Focus Conjoncture de la FEB : La crise du coronavirus ébranle notre prospérité. Un plan de relance s’impose.
Deux fois par an, la Fédération des entreprises de Belgique (FEB) interroge ses fédérations sectorielles pour mesurer la température économique. Vu l’envergure de la crise du COVID-19, le questionnaire habituel a été modifié et adapté. Cette enquête a été menée durant la deuxième moitié du mois de mai. Les résultats montrent que, dans ce contexte de crise sanitaire, la santé économique des entreprises est particulièrement atteinte. Les fédérations et entreprises ont fait part d’une très forte détérioration de l’activité économique, à un point tel que l’économie belge ferait, en 2020, face à sa plus grande contraction économique (entre -7,5% et -9%) depuis l’après-guerre. L'an prochain, une reprise soutenue (+6 à +7%) est envisageable si un nouveau gouvernement est rapidement formé et met en place un plan de relance cohérent, investissant dans l'avenir des entreprises et donnant un ballon d'oxygène aux ménages.
Activité économique : mi-mai, elle était en moyenne plus de 21% inférieure à la normale. Dans 6 mois, le niveau d’activité attendu sera encore 5 à 9% plus bas que la normale
Dans la deuxième moitié du mois de mai, plus de 80% des secteurs faisaient état d’une activité inférieure à son niveau normal. Pour 27% des secteurs, l’impact se situait entre -10 et -30%, mais la majorité d’entre eux (38%) évoluaient à un niveau d’activité inférieur de 30 à 50%. En moyenne pondérée, ceci implique que le niveau d’activité était encore 21,4% plus bas que la normale dans ces secteurs.
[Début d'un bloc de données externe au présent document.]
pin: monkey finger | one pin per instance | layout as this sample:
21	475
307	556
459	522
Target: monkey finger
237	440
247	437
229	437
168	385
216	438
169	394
Seuls la chimie et le secteur bancaire (maintien) ou le commerce alimentaire (en hausse) ne nous rapportent pas d’activité en baisse.
La demande, aussi bien intérieure qu’extérieure, reste le principal problème pour les entreprises sondées (62% des répondants). Les problèmes liés à l’offre (perte de productivité et de rentabilité à cause des mesures de distanciation sociale, des chaînes de valeur perturbées ou du manque de personnel) représentent 34,1% du total.
Dans les six mois, environ la moitié des secteurs s’attend à un niveau d’activité qui serait entre 0 et 10% plus bas que la normale. La plupart des autres secteurs s’attendent à un niveau d’activité compris seulement entre 70 et 90%. En moyenne pondérée, le niveau d’activité serait encore environ 9% plus bas que la normale dans 6 mois (5% en cas de scénario positif).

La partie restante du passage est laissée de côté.